Image credit: 2019 NCAA D1 Mens Golf Championship by Chris DeMartini

A traditional bracket design would simply depict the tournament side of the competition and show who advanced at each stage; however, Chris’s bracket visualization not only shows the story in each match, but also provides the qualifying background to show how the tournament teams got there. This visualization, available here is full of interaction points to provide details on demand without taking the user out of the bracket.

Image credit: NBA Playoffs 2018 by Chris DeMartini

In the same style, another of Chris’s visualizations depicts the NBA playoffs where you can see the flow of a game. The NBA playoffs is a 16 team tournament over the course of several months to determine the NBA champion. Each team plays in a best of seven game series to determine who advances. A traditional bracket will tell you which team won and who they beat, but Chris’s visual literally depicts the highs and lows for each game in each series across each matchup. This bracket design is engaging because you can track how each team performs in a single game and how they performed in the entire series. This visualization is available here. The road to the finals isn’t easy. Each team has their own path. Evaluating the results and visualizing the journey doesn’t reduce a tournament into just winners and losers, but instead crafts an artifact you can look back on.

From paper brackets to innovative designs on the web, bracket design has evolved because innovators make daring design decisions, technology improves, and more data becomes accessible. Each iteration is a step forward towards creating a better bracket experience as the research, prediction, and evaluation phases become interwoven. The NCAA March Madness Bracket Challenge shows us how we can access matchup data between teams. Sean McDade’s radial design took it further to directly embed data within the bracket. Micah McCurdy combined odds of success with potential matchup advancement to depict the path for each victor. And finally, Chris DeMartini shows how we can use bracket design as an artifact to trace how the winning team won. Each of these iterations explored a different segment in the bracket experience.
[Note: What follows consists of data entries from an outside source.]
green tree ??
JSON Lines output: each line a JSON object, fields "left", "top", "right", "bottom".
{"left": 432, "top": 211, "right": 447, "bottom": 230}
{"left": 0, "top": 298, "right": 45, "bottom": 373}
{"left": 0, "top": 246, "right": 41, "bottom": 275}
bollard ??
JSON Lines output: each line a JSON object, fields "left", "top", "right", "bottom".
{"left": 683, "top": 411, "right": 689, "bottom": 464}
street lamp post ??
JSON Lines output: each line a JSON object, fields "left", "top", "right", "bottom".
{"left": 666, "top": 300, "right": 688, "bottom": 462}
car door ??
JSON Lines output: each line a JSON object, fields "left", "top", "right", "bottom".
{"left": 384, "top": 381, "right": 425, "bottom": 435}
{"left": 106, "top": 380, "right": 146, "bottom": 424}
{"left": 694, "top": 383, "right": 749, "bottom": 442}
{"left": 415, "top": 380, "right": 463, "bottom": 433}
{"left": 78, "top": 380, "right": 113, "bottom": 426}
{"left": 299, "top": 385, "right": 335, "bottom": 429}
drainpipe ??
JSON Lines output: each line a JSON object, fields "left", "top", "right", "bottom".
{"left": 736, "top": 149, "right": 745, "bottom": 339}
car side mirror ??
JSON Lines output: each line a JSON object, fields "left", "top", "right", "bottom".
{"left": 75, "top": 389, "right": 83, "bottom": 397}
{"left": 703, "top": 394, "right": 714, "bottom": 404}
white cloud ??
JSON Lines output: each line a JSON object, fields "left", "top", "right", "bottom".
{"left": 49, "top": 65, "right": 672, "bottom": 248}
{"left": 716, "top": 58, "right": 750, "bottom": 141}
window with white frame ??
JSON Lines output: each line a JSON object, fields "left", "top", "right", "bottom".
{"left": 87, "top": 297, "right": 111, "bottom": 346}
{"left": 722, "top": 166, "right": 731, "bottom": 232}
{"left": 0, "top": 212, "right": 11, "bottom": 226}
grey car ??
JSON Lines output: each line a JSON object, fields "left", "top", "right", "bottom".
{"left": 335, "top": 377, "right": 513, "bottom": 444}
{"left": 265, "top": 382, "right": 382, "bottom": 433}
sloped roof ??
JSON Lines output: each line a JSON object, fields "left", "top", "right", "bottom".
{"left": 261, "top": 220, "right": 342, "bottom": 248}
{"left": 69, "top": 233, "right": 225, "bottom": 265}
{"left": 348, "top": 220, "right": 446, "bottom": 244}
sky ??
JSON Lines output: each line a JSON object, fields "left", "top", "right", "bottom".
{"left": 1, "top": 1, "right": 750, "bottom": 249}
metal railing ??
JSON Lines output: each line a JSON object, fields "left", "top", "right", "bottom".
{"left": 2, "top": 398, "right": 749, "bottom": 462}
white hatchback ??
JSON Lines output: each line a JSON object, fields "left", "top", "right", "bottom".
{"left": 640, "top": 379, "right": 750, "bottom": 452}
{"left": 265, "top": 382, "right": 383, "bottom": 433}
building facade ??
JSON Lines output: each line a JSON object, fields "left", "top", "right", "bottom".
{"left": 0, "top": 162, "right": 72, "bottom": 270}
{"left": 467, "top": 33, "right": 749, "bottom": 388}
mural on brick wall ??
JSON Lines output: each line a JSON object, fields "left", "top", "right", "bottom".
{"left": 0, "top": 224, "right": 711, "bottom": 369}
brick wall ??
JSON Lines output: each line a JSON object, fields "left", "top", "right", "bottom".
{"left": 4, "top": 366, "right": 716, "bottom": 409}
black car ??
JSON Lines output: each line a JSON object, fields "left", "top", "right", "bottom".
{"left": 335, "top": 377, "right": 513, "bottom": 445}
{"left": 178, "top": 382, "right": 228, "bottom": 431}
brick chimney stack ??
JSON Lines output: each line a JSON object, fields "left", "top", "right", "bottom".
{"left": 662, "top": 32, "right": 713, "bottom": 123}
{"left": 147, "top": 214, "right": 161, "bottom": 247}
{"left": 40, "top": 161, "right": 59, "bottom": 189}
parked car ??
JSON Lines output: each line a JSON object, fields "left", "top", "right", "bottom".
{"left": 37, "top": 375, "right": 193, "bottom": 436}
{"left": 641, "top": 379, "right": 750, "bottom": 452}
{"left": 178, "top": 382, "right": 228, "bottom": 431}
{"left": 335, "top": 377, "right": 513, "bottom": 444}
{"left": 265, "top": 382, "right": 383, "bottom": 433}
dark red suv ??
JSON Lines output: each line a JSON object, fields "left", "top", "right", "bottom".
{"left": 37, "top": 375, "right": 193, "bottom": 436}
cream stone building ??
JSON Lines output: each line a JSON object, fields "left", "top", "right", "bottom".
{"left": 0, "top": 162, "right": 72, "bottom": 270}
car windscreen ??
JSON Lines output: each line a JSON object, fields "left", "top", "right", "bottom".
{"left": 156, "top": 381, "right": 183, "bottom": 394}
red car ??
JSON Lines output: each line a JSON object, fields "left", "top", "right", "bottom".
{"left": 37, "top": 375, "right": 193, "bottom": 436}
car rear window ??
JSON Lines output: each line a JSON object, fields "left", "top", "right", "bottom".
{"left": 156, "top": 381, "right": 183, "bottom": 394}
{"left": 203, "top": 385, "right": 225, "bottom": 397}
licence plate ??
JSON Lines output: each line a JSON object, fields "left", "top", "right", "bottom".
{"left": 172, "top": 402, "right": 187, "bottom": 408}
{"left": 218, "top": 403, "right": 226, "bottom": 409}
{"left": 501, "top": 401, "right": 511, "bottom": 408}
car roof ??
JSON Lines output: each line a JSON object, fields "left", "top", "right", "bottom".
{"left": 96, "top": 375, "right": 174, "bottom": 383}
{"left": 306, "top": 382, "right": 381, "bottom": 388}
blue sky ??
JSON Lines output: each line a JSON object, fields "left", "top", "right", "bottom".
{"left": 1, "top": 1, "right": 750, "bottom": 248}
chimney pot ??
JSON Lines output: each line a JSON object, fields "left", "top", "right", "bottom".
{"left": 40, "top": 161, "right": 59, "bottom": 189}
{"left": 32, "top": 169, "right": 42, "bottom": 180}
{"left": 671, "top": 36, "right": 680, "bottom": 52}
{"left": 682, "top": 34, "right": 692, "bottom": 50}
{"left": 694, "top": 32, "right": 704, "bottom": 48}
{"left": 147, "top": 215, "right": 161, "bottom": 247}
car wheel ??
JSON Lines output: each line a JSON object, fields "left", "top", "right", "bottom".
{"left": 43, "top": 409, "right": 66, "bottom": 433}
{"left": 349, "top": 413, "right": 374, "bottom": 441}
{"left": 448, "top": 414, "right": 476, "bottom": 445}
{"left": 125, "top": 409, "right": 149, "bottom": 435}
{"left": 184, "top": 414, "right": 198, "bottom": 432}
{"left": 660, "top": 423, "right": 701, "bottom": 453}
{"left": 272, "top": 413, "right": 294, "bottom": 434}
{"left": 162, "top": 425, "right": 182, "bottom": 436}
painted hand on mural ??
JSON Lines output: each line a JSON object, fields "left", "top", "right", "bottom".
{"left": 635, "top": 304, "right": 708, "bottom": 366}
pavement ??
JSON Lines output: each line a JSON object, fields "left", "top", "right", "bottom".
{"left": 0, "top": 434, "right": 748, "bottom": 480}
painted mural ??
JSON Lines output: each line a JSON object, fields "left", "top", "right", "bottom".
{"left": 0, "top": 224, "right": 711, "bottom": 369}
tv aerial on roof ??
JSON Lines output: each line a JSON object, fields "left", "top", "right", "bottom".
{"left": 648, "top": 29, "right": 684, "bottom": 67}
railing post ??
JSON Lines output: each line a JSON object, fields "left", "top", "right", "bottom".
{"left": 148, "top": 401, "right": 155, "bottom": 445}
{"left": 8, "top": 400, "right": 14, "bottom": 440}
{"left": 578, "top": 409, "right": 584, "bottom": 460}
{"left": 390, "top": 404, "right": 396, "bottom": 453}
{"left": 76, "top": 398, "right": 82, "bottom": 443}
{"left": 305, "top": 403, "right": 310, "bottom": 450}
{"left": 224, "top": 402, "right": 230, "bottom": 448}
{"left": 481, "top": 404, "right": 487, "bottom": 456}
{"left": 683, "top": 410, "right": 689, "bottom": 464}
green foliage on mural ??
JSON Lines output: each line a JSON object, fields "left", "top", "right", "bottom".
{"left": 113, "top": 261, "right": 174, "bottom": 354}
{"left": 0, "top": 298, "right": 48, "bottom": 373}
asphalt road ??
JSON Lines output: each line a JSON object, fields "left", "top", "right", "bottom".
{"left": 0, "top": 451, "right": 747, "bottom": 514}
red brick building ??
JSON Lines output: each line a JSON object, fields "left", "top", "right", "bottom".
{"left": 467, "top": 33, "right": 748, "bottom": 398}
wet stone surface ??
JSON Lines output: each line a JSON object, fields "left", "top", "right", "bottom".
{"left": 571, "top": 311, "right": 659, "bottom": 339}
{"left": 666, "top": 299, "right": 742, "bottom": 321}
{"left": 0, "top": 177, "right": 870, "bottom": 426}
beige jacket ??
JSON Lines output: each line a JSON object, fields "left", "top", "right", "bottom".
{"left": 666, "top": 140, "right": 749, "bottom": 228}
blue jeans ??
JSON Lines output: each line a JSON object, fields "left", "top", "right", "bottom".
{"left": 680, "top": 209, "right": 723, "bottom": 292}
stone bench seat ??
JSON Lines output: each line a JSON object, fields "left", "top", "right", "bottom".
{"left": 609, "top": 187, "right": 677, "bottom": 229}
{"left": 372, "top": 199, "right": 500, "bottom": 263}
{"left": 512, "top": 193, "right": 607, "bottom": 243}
I believe future versions of bracket design will strive to combine the different segments into a single integrated view. The future bracket selection experience will integrate critical information into the same context where picks are made to improve the decision making process. Brackets will be redesigned to fit mobile layouts and possibly even take advantage of the interactivity available in the infinite landscape of the metaverse. More interaction points will be exposed to glean insights from all phases before, during, and after a tournament. And at the end, the bracket will transform from a research and prediction tool to a reflective story on what transpired. 

What if we could apply the same principles in bracket design to parts of our lives? Brackets are organized vehicles to represent documented decisions between discrete choices. Outside of the world of sports and tournaments, we could use more data products that explicitly require us to document decisions and prepare us to reflect on choices made. Decisions like determining what house to buy, what major to study in, and even what to eat are all unorganized choices we constantly make despite lack of research and evidence. If we can make the other decisions in our life as organized as a bracket and integrate it with external data points, better prediction capabilities, and retrospective tools we will be able to make better picks in our own lives!

Advaith is a data visualization engineer motivated to create next-gen data experiences. He lives at the intersection of data, creativity, and programming.